I'm looking at getting a gateway device to replace the ISP router that sits between the internet connection and the mesh WiFi.
I am running pi-hole on a (very old) raspberry pi, but I know some gateways get quite fancy so I'm wondering if it's possible to have pi-hole on the gateway itself, to run as DNS and DHCP servers?
Other things I'm looking for in a gateway are VPN as a client (preferably Wireguard) and PoE ports for cameras.
If it's possible to host something like pi-hole directly on the gateway then hardware recommendations are appreciated!
Most of the more advanced gateways have some sort of DNS filtering built in. Opnsense has an adguard plugin, pfsense has pfblocker-ng, openwrt has a few different options, Unifi and mikrotik both have solutions too I think. Usually you can just load the same block list that pihole uses into the filtering software and you are good to go.
If you want the most flexibility and want to use the same hardware for both gateway/DNS and want to try out different DNS/router solutions a hypervisor would give you the most options. But it would also be the most complicated.
One of the things I use pi-hole for is to set customer DNS entries so anyone on the network will be redirected directly to the self hosted services when the type in the appropriate domain name. So it's not just about the filtering (which I also want), but also the (network wide) custom DNS entries.
I'm also happy with simple. I'm not overly against keeping the pi-hole and gateway separate but was just wanting to know if combining them would be an option (which is sounds like it is, but not super easy).
Both opnsense and pfsense allow custom DNS entries so you still have that as an option. Probably the other options do too but you'll just have to verify.

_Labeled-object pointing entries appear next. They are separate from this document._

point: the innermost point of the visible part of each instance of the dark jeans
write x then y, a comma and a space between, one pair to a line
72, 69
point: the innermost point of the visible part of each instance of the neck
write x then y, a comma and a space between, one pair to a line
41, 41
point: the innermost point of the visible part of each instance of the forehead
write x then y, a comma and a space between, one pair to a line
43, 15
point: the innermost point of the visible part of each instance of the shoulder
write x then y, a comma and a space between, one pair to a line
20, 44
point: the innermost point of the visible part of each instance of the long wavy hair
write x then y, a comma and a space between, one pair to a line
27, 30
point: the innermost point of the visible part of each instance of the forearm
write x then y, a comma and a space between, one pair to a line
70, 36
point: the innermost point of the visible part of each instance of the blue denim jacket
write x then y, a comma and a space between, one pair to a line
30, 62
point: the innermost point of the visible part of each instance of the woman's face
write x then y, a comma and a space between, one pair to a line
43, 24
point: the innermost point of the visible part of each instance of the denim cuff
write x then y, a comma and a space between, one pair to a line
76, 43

But if you want to keep it simple I would just keep the pihole as a separate device. A lot of the built in options aernt quite as easy to setup and don't have the best UI compared to pihole IMO.
Thanks, yeah I will consider the options. Would be nice to have it in one as the raspberry pi is aging (it's an original model B) and the gateway should be plenty powerful enough to run it, plus it would rule out the pi-hole to router connection as a possible reason for the unstable network.